This morning’s edition of the Cecil Whig has an article on the Ethics Commission complaint filed by Bob Litzenberg. Having watched this matter unfold at meeting after meeting for months now, we believe this is a good piece of reporting, digging into the story and presenting a balanced view of what’s transpired as Bob Litzenberg tried to get someone to answer to his complaint.
The town contributed $65,000 to the nonprofit, which has a budget of $215,000, according to the daily paper. About $68,000 of that revenue stream comes from Maryland Department of Housing and Community Development’s Façade Grant Program, a pass through initiative that allocates funds to Main Street merchants working to fix up store fronts.
Commissioner Jablonski told the Whig that she checked with the town attorney when she filed for office and he determined that her position was not a conflict of interest.

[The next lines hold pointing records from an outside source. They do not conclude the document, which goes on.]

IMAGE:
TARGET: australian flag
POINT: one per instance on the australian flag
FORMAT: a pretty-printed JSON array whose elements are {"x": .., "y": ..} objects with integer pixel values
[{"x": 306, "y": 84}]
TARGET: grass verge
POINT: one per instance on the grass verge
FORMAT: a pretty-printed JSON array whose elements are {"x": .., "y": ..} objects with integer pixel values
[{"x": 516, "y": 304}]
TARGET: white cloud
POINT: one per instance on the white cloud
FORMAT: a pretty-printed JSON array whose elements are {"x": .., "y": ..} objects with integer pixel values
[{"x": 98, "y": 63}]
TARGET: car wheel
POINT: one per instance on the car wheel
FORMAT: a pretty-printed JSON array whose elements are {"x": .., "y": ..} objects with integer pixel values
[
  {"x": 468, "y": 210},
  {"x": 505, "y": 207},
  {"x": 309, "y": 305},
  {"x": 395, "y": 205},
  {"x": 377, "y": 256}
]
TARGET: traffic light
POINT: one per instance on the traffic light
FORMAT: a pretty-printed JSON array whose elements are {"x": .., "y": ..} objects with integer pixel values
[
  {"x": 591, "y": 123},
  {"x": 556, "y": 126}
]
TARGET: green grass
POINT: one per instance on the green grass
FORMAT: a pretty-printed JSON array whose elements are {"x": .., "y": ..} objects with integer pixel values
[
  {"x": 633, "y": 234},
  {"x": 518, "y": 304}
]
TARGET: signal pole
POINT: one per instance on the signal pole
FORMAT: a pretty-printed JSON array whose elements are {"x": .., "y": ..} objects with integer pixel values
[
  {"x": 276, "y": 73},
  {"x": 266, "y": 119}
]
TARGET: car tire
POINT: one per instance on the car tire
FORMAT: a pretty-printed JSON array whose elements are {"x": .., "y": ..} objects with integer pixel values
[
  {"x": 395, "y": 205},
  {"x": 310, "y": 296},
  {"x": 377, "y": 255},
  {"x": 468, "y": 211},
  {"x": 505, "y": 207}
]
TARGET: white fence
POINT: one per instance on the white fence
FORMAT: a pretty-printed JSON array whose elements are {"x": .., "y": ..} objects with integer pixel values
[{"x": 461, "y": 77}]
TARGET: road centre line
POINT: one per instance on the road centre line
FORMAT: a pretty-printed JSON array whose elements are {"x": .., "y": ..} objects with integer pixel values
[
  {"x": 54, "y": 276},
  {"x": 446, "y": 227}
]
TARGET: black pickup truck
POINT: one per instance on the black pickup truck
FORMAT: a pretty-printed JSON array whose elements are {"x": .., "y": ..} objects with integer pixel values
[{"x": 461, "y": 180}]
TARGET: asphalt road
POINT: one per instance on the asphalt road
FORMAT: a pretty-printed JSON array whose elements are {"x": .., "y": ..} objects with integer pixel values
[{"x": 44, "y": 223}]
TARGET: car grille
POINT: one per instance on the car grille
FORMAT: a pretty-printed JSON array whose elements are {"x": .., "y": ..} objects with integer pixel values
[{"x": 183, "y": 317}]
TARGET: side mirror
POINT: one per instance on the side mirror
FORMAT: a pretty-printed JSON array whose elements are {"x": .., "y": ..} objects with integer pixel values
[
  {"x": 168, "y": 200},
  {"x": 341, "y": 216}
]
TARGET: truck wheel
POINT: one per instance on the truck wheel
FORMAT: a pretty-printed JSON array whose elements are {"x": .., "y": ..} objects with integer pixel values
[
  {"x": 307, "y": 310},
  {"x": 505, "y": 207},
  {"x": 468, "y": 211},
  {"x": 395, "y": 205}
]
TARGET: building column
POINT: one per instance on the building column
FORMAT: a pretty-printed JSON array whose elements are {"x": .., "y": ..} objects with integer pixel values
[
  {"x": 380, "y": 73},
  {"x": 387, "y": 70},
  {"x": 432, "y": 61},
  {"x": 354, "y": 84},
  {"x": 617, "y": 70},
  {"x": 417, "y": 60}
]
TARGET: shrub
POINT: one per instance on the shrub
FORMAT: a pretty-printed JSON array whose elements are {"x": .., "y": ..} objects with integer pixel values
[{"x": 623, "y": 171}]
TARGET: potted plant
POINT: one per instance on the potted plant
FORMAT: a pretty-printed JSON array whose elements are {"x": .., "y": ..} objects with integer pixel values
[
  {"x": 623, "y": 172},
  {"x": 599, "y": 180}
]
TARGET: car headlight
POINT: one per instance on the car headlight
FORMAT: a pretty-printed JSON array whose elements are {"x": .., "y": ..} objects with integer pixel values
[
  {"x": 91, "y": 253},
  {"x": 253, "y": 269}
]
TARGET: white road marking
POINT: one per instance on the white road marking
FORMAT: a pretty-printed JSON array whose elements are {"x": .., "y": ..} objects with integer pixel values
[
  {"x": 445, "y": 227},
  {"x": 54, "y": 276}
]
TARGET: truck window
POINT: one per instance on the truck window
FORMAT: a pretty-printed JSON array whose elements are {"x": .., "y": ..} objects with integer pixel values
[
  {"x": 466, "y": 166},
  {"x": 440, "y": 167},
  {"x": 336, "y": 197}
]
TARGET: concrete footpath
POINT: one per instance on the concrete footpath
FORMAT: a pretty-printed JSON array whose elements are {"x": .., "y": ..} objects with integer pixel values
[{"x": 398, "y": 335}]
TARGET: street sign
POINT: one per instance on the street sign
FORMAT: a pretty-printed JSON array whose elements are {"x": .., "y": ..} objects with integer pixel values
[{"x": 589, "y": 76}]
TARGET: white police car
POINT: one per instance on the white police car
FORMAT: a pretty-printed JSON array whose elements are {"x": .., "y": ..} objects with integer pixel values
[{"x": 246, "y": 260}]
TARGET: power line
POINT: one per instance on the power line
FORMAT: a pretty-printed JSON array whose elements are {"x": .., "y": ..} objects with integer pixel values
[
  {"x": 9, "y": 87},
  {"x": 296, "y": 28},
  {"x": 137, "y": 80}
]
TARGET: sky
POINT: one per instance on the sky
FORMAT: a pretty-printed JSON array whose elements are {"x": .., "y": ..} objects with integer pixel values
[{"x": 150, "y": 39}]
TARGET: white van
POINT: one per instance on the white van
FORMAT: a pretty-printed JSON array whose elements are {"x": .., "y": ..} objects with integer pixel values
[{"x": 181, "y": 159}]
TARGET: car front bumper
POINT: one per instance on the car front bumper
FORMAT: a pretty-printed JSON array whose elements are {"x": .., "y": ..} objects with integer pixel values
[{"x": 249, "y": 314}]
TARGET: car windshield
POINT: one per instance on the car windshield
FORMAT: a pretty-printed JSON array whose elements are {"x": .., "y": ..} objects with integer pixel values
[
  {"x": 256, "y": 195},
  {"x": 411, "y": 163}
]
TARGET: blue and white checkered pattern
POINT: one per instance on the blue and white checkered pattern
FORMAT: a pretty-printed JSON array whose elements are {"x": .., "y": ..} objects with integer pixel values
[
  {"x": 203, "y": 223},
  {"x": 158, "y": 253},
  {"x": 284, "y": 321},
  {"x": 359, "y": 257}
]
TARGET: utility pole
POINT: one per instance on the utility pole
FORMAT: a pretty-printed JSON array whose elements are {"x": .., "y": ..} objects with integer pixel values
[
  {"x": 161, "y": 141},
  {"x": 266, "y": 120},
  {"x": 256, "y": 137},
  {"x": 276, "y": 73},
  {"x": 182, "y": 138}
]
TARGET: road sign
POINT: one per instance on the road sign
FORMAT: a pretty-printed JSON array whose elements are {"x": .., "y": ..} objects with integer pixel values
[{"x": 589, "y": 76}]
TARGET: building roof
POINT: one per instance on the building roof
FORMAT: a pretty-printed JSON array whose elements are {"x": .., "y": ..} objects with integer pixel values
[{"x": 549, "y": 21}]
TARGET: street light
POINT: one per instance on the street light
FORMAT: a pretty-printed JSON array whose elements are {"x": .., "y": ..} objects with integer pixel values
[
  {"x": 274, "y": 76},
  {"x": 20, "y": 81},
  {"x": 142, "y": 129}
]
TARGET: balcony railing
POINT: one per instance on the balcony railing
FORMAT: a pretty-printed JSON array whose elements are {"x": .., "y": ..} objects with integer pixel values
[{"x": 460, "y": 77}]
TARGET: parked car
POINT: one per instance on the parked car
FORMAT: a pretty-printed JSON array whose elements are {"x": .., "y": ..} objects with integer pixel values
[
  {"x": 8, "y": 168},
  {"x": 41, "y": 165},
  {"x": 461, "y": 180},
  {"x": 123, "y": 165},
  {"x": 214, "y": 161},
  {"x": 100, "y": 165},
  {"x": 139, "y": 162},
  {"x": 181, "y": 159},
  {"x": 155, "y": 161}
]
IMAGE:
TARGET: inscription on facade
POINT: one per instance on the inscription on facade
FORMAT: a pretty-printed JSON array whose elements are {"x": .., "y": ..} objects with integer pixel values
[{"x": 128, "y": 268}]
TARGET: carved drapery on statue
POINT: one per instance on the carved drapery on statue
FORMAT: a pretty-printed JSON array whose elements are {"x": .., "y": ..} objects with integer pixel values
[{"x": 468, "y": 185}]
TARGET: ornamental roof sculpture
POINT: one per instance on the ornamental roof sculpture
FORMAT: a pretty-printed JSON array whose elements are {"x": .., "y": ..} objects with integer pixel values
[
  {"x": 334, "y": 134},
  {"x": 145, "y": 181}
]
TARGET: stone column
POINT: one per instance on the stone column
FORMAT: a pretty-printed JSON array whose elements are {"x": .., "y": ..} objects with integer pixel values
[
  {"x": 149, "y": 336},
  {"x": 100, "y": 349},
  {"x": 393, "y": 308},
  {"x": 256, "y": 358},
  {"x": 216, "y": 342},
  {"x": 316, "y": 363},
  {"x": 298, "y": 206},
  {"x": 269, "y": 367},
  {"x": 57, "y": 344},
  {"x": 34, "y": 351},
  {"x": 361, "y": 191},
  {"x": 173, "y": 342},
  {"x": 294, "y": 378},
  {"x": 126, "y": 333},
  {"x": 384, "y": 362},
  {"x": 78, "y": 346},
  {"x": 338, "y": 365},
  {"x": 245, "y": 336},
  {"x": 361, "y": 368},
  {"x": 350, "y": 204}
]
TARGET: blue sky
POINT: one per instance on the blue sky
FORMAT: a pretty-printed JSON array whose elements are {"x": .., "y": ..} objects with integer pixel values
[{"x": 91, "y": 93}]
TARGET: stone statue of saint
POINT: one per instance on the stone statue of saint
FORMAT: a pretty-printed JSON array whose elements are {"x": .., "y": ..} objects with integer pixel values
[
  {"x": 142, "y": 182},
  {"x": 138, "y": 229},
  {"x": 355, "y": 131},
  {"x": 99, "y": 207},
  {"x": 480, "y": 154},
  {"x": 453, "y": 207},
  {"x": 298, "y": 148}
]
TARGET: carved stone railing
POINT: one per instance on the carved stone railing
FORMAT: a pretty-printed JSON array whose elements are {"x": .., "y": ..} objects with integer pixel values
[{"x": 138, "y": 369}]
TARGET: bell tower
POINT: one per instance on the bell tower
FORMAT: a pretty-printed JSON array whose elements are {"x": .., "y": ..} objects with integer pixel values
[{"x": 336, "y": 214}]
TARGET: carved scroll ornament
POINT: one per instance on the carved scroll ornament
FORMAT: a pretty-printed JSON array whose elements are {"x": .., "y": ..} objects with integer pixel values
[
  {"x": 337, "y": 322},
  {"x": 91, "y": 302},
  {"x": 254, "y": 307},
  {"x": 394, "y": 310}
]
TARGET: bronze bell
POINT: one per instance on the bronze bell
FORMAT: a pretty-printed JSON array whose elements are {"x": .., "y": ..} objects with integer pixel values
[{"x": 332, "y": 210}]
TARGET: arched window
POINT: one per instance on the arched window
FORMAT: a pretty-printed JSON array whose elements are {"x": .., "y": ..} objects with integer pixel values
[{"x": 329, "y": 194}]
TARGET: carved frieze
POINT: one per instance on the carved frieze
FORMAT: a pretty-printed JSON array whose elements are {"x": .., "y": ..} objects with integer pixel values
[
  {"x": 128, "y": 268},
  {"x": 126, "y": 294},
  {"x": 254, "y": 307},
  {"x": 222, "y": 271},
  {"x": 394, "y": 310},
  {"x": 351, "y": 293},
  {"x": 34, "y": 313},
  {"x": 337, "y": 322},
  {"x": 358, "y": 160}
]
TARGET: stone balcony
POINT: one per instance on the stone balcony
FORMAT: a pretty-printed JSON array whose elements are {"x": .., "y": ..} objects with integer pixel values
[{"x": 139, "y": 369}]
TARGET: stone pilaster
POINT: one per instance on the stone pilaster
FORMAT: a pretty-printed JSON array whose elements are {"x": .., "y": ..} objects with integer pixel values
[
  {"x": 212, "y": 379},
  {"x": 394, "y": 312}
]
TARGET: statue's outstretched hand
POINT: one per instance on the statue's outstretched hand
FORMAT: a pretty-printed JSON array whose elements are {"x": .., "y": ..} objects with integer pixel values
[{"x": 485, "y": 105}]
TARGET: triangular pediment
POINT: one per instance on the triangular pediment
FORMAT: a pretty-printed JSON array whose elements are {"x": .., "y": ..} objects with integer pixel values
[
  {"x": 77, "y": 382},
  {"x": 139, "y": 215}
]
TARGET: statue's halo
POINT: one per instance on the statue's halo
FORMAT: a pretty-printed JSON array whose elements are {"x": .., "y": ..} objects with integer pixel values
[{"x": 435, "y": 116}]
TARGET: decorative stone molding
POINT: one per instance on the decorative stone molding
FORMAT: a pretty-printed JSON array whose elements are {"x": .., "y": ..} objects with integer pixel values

The Whig reported that the attorney refused to comment Wednesday, but aired his opinion yesterday evening at the town workshop, a meeting where the public is not allowed to speak.
According to the town ethics code, officials and employees may not be “directly or indirectly interested in any service or materials furnished to the town, nor receive any emoluments or profit from such services or materials beyond the salary paid to him.” The code also states that they cannot “hold any outside employment relationship that would impair their impartially or independence of judgment.”